The post-lockdown pent up demand in the housing market, which gave rise to a summer boom in UK real estate activity, is increasingly being supplanted by fresh waves of competition amongst buyers seeking homes with more space and green access. Matching this demand has been a steady increase in supply levels as the number of new instructions grew for the fourth month in a row in September. This simultaneous peak in supply and demand has expanded house price growth yet higher, as government support measures continue to galvanise investors.

Halifax’s house price index reports that annual house price growth jumped from 5.2 per cent in August to 7.3 per cent in September 2020. This is representative of a 1.6 per cent monthly surge and brings the average UK house price to £245,747. London was a key driver of this buoyancy, with average quarterly price growth of 0.2 per cent in prime central property - the same heights as the ‘Boris Bounce’ experienced post-elections at the end of 2019. Further, prime outer London properties recorded two consecutive months of increasing prices over August and September 2020. Halifax analysis indicates that this is the strongest rate of growth since June 2016.

Buyers are highly motivated given the UK property market’s underlying institutional and infrastructural fundamentals. Add to that the fact that sellers on the market are re-evaluating their needs. Underpinning this dynamic is a highly conducive environment catalysing transactions including the stamp duty holiday, low-interest rates and schemes such as Help to Buy. These forces have coalesced to drive strong and stable levels of market activity in the medium term, with waves of competition for quality assets bolstering prices.
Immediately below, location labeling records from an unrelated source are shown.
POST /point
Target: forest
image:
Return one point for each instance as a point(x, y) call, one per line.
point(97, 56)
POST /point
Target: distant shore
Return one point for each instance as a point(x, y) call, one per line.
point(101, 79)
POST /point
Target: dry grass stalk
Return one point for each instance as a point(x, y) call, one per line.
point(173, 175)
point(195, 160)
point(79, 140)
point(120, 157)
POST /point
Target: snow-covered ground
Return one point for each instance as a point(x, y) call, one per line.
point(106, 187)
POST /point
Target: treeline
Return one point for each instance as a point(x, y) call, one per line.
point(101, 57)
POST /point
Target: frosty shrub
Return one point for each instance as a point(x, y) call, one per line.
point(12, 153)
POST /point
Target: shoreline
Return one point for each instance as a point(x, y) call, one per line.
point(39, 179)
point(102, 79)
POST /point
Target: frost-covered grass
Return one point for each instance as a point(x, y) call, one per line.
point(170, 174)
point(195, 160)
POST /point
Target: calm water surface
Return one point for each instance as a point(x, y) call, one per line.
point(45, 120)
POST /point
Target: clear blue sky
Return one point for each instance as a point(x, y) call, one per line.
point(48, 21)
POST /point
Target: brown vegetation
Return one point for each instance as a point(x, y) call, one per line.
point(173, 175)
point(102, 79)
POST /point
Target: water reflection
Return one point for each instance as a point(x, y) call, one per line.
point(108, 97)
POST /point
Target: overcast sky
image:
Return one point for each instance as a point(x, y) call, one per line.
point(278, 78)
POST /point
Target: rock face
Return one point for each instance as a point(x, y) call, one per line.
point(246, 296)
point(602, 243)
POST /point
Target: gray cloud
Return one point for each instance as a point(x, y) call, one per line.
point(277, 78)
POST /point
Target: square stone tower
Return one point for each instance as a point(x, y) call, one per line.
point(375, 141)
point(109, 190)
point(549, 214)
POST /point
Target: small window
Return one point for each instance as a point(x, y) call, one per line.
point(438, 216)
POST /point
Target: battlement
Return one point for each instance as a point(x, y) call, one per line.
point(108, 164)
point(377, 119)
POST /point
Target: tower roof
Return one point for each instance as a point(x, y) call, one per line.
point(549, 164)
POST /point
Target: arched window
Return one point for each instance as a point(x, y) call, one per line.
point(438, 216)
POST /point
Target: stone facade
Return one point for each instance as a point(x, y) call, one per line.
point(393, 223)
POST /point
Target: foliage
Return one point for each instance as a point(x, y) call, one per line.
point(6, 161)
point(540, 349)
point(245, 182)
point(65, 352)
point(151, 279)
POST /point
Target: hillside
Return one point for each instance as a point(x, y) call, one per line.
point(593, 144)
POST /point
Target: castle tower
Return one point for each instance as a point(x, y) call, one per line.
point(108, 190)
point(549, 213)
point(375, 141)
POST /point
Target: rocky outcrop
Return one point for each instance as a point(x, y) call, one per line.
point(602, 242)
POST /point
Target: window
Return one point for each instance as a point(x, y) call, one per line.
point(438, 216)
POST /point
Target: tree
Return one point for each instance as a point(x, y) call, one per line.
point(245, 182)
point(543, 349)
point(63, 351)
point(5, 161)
As such, approximately 52 per cent of RICS surveyors experienced more buyer enquiries in September, with the number of offers accepted 154 per cent ahead of five-year averages in the week of 19th September.

Looking ahead, the government is taking steps to accelerate universal access to housing through measures designed to stimulate first-time buyer activity specifically. Prime Minister Boris Johnson announced plans to develop long-term fixed-rate mortgages with only 5 per cent deposits. By rescinding the requirement to undertake normal stress test rules, the scheme hopes to introduce “a form of state guarantee” to lenders to lower the risk of loans. This would provide enormous impetus, particularly to first time buyers with small deposits.